If you're in a client facing role you should absolutely not be talking about personal stuff while at work. It's incredibly unprofessional.

BumWad · 18/12/2014 19:46

HCAs are nurses of the past and the nurses these days are the junior doctors. They do so much more than 'nursing'. People forget that.

Nothavingfunrightnow · 18/12/2014 19:47

When I was coming round from GA after having a D&C following a miscarraige, my attending nurse was jabbering to a nurse at the opposite bed about where they were going out that night.

I appreciate 100% appreciate that HCPs are human. But there's a time and a place...

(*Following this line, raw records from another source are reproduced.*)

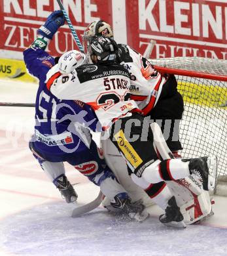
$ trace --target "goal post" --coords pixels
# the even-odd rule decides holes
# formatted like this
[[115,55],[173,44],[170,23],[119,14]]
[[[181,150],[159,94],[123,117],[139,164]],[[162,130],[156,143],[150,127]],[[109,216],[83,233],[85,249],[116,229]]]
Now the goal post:
[[200,57],[149,60],[160,73],[175,75],[183,95],[182,156],[216,156],[216,194],[227,196],[227,60]]

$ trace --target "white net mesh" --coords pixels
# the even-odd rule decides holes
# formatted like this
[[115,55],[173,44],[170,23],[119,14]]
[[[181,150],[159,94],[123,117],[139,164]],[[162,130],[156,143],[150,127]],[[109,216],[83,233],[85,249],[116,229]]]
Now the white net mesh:
[[[227,61],[204,58],[150,60],[154,65],[226,75]],[[167,72],[167,70],[166,71]],[[184,158],[215,155],[217,176],[227,175],[227,83],[175,75],[183,96],[184,111],[180,125]]]

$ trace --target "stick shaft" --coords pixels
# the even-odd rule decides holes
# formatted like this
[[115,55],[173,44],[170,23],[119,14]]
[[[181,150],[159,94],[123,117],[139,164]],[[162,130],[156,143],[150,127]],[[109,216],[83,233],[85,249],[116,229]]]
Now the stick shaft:
[[63,14],[64,15],[64,17],[65,18],[67,23],[69,25],[69,28],[70,28],[70,30],[71,30],[71,32],[73,33],[73,38],[75,39],[75,41],[76,42],[79,49],[80,49],[81,53],[84,53],[84,48],[82,46],[82,44],[81,44],[81,43],[80,41],[80,39],[79,39],[79,37],[78,37],[78,35],[77,34],[77,32],[76,32],[76,31],[75,31],[75,28],[74,28],[74,27],[73,27],[73,26],[72,24],[72,22],[70,20],[69,15],[66,12],[64,7],[62,5],[61,1],[61,0],[57,0],[57,1],[58,1],[58,3],[59,5],[59,7],[60,7],[61,10],[63,12]]
[[35,107],[34,103],[0,102],[0,106]]

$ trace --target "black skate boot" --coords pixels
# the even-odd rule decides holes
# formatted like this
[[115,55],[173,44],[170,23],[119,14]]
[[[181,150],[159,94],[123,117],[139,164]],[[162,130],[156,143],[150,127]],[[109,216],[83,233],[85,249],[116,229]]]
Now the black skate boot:
[[175,196],[172,196],[168,201],[168,205],[165,210],[166,213],[159,217],[159,220],[166,226],[179,228],[186,228],[183,221],[184,217],[177,206]]
[[78,195],[65,175],[61,175],[54,183],[67,203],[73,203],[77,200]]
[[183,161],[189,161],[188,168],[190,174],[195,174],[202,179],[204,190],[208,190],[209,167],[207,157],[183,160]]

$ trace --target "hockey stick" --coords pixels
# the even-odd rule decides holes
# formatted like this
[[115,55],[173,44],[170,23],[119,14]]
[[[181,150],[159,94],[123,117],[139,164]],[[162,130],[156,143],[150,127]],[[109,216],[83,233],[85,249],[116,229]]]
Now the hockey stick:
[[73,38],[75,39],[75,41],[79,47],[79,49],[80,49],[80,52],[82,53],[84,53],[84,48],[81,45],[81,43],[80,41],[80,39],[79,39],[78,37],[78,35],[77,34],[77,32],[75,31],[75,30],[73,28],[73,26],[72,24],[72,22],[71,22],[70,20],[70,18],[69,17],[69,15],[67,14],[67,13],[66,12],[65,10],[65,8],[63,6],[63,4],[61,3],[61,0],[57,0],[58,1],[58,3],[59,5],[59,7],[60,7],[60,9],[63,12],[63,14],[64,16],[64,17],[65,18],[65,20],[67,21],[67,23],[69,25],[69,27],[73,33]]
[[34,103],[0,102],[0,106],[35,107]]
[[78,207],[73,211],[72,217],[75,218],[97,208],[102,202],[103,193],[99,191],[97,197],[90,203]]

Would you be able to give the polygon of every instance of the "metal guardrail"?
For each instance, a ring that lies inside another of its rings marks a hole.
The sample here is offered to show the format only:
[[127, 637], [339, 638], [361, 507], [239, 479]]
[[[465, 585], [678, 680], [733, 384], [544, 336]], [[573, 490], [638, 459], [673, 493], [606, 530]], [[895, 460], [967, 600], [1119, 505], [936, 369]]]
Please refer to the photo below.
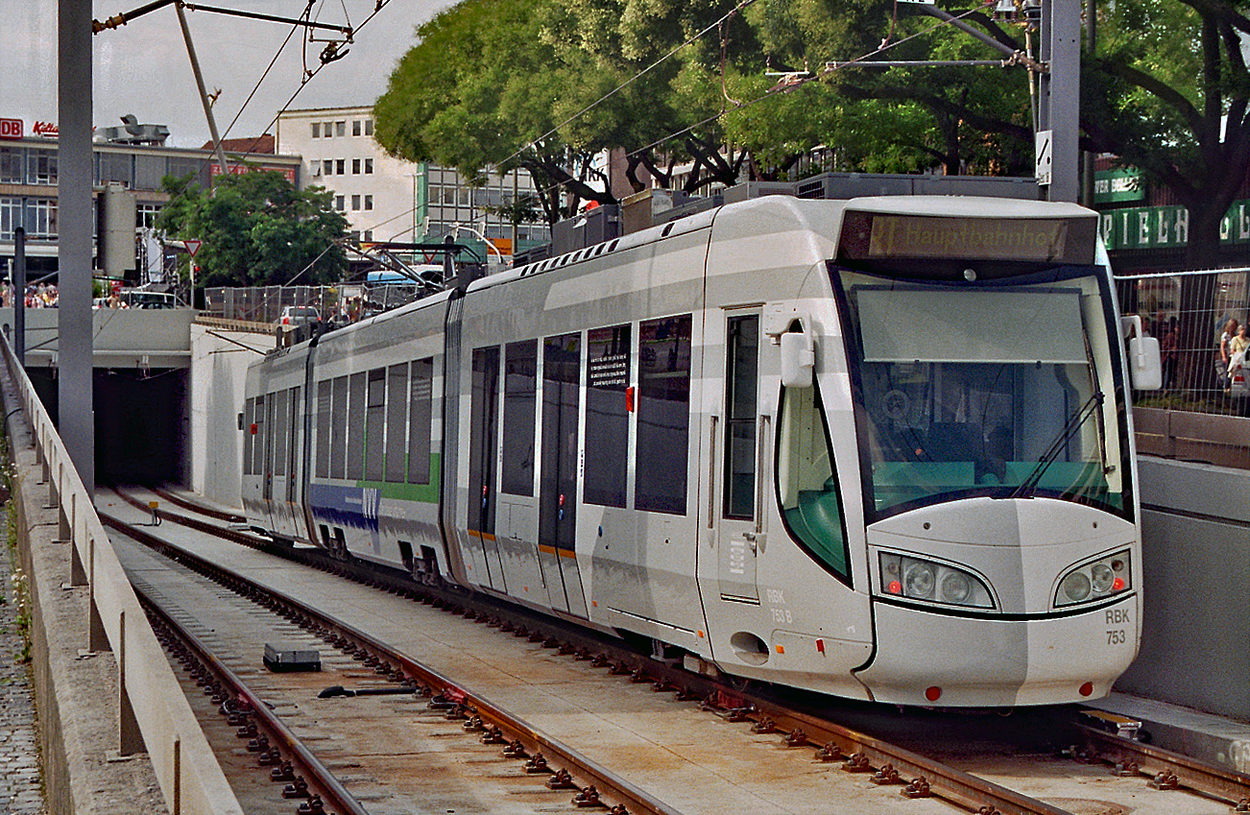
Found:
[[72, 545], [71, 584], [90, 595], [88, 648], [116, 659], [120, 752], [146, 750], [170, 812], [242, 815], [51, 418], [8, 338], [0, 345], [35, 438], [49, 504], [59, 508], [59, 538]]

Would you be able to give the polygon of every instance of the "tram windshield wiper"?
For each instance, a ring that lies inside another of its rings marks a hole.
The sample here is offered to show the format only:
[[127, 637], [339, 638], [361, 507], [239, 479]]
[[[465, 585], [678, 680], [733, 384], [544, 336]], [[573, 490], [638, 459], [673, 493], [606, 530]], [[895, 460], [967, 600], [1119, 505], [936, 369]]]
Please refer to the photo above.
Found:
[[1041, 481], [1041, 476], [1046, 472], [1046, 469], [1054, 464], [1056, 459], [1059, 459], [1059, 454], [1068, 446], [1069, 439], [1076, 435], [1076, 431], [1081, 429], [1090, 416], [1101, 410], [1104, 400], [1105, 396], [1102, 395], [1102, 391], [1094, 391], [1094, 394], [1085, 400], [1085, 404], [1078, 408], [1076, 412], [1068, 418], [1068, 422], [1059, 431], [1059, 435], [1055, 436], [1055, 440], [1050, 442], [1049, 448], [1046, 448], [1046, 452], [1038, 460], [1038, 466], [1032, 469], [1029, 478], [1020, 482], [1020, 486], [1011, 490], [1011, 495], [1008, 498], [1024, 498], [1032, 495], [1032, 491], [1038, 489], [1038, 484]]

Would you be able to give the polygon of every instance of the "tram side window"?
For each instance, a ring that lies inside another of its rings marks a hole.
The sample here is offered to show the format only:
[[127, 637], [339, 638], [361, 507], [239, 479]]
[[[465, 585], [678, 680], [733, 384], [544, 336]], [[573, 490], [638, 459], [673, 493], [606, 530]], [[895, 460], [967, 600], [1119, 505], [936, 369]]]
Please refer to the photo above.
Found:
[[348, 380], [348, 480], [359, 481], [365, 478], [365, 439], [364, 418], [366, 414], [369, 374], [360, 371]]
[[365, 389], [365, 480], [382, 480], [382, 432], [386, 429], [386, 369], [369, 371]]
[[638, 484], [634, 506], [686, 512], [690, 450], [689, 314], [639, 326]]
[[849, 581], [846, 524], [820, 390], [781, 389], [778, 492], [790, 538]]
[[280, 390], [272, 394], [274, 400], [274, 475], [286, 475], [286, 438], [290, 432], [288, 419], [290, 409], [286, 406], [288, 392]]
[[495, 455], [499, 439], [499, 348], [472, 352], [469, 401], [469, 529], [495, 531]]
[[729, 321], [725, 379], [725, 518], [755, 515], [755, 406], [759, 380], [760, 318]]
[[330, 432], [330, 478], [348, 476], [346, 436], [348, 436], [348, 378], [334, 380], [334, 426]]
[[625, 506], [631, 335], [629, 325], [586, 334], [586, 504]]
[[386, 369], [386, 481], [402, 484], [406, 471], [404, 461], [404, 422], [408, 420], [408, 365]]
[[242, 405], [242, 474], [256, 475], [256, 469], [251, 464], [255, 436], [251, 435], [251, 422], [255, 421], [256, 400], [249, 399]]
[[256, 414], [252, 421], [256, 424], [256, 436], [251, 446], [251, 472], [252, 475], [265, 475], [265, 398], [256, 396]]
[[504, 349], [504, 492], [534, 495], [534, 410], [538, 394], [539, 342], [511, 342]]
[[408, 482], [430, 482], [430, 434], [434, 416], [434, 358], [412, 362], [408, 401]]
[[316, 476], [330, 478], [330, 380], [316, 385]]

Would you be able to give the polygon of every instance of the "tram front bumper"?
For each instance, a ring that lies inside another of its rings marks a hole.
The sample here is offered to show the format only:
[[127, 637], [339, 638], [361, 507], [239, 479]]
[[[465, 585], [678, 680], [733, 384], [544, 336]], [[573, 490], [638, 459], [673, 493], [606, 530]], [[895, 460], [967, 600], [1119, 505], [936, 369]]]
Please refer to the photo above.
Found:
[[1138, 595], [1065, 616], [965, 618], [874, 602], [876, 650], [856, 678], [876, 701], [939, 708], [1100, 699], [1132, 662]]

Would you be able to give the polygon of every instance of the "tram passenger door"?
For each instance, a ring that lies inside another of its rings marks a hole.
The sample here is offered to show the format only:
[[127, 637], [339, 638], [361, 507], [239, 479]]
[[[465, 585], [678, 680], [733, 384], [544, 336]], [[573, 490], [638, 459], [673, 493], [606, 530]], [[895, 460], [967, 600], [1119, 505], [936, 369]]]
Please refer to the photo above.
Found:
[[495, 541], [495, 480], [499, 455], [499, 348], [472, 352], [469, 418], [469, 559], [474, 579], [506, 591]]
[[[706, 524], [716, 551], [716, 578], [725, 600], [759, 602], [756, 559], [765, 546], [761, 478], [766, 482], [769, 416], [759, 414], [760, 315], [725, 311], [725, 344], [710, 345], [709, 381], [724, 371], [721, 410], [712, 421]], [[721, 354], [718, 354], [721, 351]]]
[[575, 551], [581, 409], [581, 335], [542, 342], [542, 470], [539, 482], [539, 566], [552, 609], [586, 616]]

Rhymerocket · 18/12/2014 20:01

Ok so
Let me clarify.

I am a nurse qualified 20 yrs. I was also a nurse teacher and have lots of experience in hospitals.
These girls were definitely staff nurses and they were acting very unprofessionally in a clinic which was running very late. They are supposed to take patients height weight and BP on arrival. My father sat for an hour and fifteen minutes before this was done.

He was also need of loo and when he interrupted thenm to ask where it was they looked at him like he had shat on the floor!

On leaving I spoke to the lSN in charge of clinic to say how bad that looked and she got very defensive telling me last week they were rushed off their feet.

FFS. I wish I was busy only one shift in the week. My point is when in a public area it is better to be professional at all times. I don't think thTs unreasonable.